9. Acknowledge Faults and Address Them.
Nobody’s perfect. It’s true. But all of us — especially those of us in the tech industry — can start taking real steps to improve the environment that exists for women in the workplace. Often, this means tucking into an extra-large slice of humble pie and seeing our weaknesses with clear eyes.
“There are many companies working hard to right this dynamic, but no one company can do everything right, 100 percent of the time,” says Welson-Rossman. “The challenge is for companies to continue to strive for excellence and to be open to self-evaluation. The companies that are on the right path aren’t afraid to look inward and be honest with what works and what doesn’t.”
Google, as we noted earlier, is a good example of this. The tech giant is no stranger to the gender gap: its workforce is only comprised of 30 percent females and 79 percent of its leadership is male. And just recently, the company faced lawsuits from former female employees who alleged the tech giant enacted systemic pay discrimination and the denial of promotions and other growth opportunities. Yikes.
Since the release of these statistics and the litigation news, however, Google has made strides to improve their numbers and their work culture. In 2014, it announced a $50 million investment in programs that would help spark girls’ interest in STEM education, including a “Made With Code” campaign and partnerships with Girls Who Code, Black Girls Code, and the Girl Scouts of America. Another huge step: they’ve launched Women Techmakers, a membership initiative designed not only to empower women but to provide them with community and resources (like scholarships!).
Here’s an idea: talk about the issues. Address your current situation. A study showed that while 82 percent of men in startups thought their companies spent the “right amount of time” addressing diversity, nearly half of women — 40 percent — disagreed, saying “not enough time was devoted.”
“Companies must commit to diversity as a core value,” says Welson-Rossman. “And, once they do they must provide appropriate levels of support through training and mentorship programs to help new technologists grow and thrive.”
We have lots of ideas we’ve discussed here, but why not start there? Talk. Bring up these issues and make it a company-wide discussion. Then commit.
We all have conscious (and unconscious) biases and all make mistakes — it’s time to acknowledge them and begin tackling the issues. By discovering and unearthing our current lack, we can start to lift at the roots of the gender gap problem in tech, not just the branches.

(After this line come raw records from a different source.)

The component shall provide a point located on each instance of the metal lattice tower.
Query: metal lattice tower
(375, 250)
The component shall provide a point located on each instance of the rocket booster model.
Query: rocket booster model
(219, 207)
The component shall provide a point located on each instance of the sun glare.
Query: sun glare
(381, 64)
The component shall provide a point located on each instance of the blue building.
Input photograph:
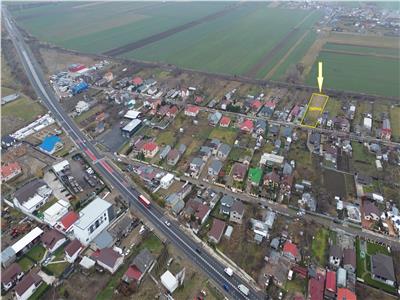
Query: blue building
(51, 144)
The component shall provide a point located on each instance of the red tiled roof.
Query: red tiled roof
(316, 287)
(346, 294)
(290, 248)
(9, 168)
(133, 273)
(137, 81)
(330, 284)
(217, 229)
(192, 109)
(225, 121)
(69, 219)
(247, 125)
(73, 247)
(150, 146)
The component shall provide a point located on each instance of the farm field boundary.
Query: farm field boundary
(162, 35)
(314, 110)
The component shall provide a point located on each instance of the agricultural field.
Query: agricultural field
(369, 70)
(251, 31)
(101, 26)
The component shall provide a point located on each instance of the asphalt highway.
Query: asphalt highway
(210, 266)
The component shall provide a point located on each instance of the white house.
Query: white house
(27, 286)
(55, 212)
(93, 219)
(72, 250)
(166, 181)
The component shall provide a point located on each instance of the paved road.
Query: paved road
(326, 221)
(347, 135)
(212, 267)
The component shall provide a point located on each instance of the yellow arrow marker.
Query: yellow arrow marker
(320, 79)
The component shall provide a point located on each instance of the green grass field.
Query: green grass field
(365, 74)
(231, 44)
(22, 108)
(360, 49)
(106, 25)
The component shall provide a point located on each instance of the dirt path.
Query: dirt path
(266, 59)
(273, 70)
(360, 53)
(167, 33)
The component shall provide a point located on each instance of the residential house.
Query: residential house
(205, 152)
(261, 126)
(150, 149)
(202, 213)
(10, 276)
(349, 260)
(214, 118)
(247, 126)
(139, 267)
(330, 284)
(386, 131)
(335, 256)
(164, 151)
(239, 171)
(192, 111)
(10, 171)
(172, 112)
(72, 250)
(109, 259)
(225, 121)
(214, 168)
(382, 269)
(226, 204)
(27, 286)
(271, 179)
(93, 219)
(223, 151)
(237, 212)
(216, 231)
(31, 196)
(316, 287)
(371, 212)
(173, 157)
(345, 294)
(255, 176)
(290, 251)
(52, 240)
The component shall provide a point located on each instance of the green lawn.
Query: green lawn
(36, 253)
(366, 74)
(226, 135)
(319, 246)
(100, 27)
(249, 32)
(25, 263)
(22, 108)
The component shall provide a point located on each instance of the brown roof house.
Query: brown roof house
(216, 231)
(52, 240)
(382, 268)
(72, 250)
(11, 276)
(239, 171)
(110, 259)
(237, 212)
(27, 286)
(349, 260)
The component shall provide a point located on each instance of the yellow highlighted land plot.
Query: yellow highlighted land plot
(314, 110)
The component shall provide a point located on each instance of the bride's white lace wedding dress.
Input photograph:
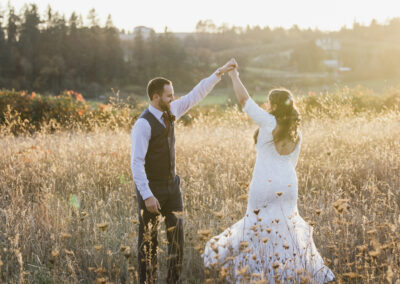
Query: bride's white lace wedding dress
(272, 242)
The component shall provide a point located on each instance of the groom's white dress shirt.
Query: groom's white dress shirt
(141, 131)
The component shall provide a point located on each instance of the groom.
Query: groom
(153, 169)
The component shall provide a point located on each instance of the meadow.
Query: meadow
(68, 209)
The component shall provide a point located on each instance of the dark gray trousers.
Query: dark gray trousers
(169, 196)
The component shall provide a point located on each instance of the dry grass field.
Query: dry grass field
(68, 209)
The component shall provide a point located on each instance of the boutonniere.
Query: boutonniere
(171, 117)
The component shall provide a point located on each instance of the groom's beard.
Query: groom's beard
(163, 106)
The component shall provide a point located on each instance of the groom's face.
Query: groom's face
(166, 98)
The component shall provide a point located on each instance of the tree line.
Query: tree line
(49, 53)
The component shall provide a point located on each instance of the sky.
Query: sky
(182, 15)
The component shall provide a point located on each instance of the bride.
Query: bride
(271, 242)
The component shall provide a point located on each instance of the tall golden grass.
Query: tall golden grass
(68, 209)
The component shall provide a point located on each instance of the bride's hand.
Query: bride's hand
(233, 73)
(229, 66)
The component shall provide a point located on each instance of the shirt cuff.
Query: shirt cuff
(214, 78)
(248, 104)
(146, 193)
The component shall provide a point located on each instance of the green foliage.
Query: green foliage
(23, 112)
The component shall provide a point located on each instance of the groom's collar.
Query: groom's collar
(157, 113)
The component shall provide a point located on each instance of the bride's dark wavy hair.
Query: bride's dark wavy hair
(286, 114)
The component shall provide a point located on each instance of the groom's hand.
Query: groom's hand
(152, 205)
(229, 66)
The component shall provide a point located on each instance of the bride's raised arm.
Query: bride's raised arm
(256, 113)
(240, 90)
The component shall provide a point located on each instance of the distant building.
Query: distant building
(328, 44)
(145, 31)
(331, 48)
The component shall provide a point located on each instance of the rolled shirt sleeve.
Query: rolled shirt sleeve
(199, 92)
(140, 136)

Looking Towards the (Female) Future
Let’s return to Hollywood for a moment. Pinar Toprak was recently chosen as the first female composer to work on a movie for the Marvel Universe. She’s also the first female composer to score a major comic book movie for any studio. And if you’ve already made it to the theater to see Incredibles 2, you likely saw the short Bao, which was written and directed by Domee Shi. Bao is the first Pixar short to be directed by a woman.

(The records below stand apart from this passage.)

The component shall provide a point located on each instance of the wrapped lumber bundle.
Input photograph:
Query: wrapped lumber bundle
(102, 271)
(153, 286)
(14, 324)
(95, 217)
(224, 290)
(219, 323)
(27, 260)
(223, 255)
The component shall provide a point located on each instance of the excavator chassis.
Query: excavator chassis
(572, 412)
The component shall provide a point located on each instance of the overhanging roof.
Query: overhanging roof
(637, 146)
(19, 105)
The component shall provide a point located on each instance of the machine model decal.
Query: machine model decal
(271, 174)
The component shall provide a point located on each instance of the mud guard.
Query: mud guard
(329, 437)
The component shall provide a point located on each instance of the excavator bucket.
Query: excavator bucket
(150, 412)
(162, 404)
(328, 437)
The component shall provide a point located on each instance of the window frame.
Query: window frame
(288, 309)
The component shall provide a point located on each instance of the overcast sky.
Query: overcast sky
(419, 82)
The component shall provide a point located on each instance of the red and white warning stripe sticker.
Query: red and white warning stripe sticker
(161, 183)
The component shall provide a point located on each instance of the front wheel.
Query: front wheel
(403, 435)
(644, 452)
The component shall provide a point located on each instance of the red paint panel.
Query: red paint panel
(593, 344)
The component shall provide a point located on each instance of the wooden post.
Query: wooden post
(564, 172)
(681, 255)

The first female this or first female that shouldn’t be such a novelty. Whether in music, film, business, finance, art, or especially tech, “female-led” should be commonplace — and certainly not groundbreaking in 2018.
We need more women on the front lines of tech, influencing the future of our cultures and businesses for good. We need women. We need their work, their ideas, and their influence. We need their voices.
“Women in technology is more than just a headline or a political rallying cry,” says Welson-Rossman. “It’s a competitive business issue for companies of all types and sizes. America’s technology-enabled workforce is forecast to be short of 1 million employees by the year 2020. Women are critical to filling that tech worker gap. At the same time, studies have shown that companies are more competitive and profitable with diverse workforces and leadership. Bringing more women into the technology workforce produces a more competitive business environment that can fire on all cylinders and at full capacity.”
We can all move onward and upward — together. We can do it. (We feel it in our code.)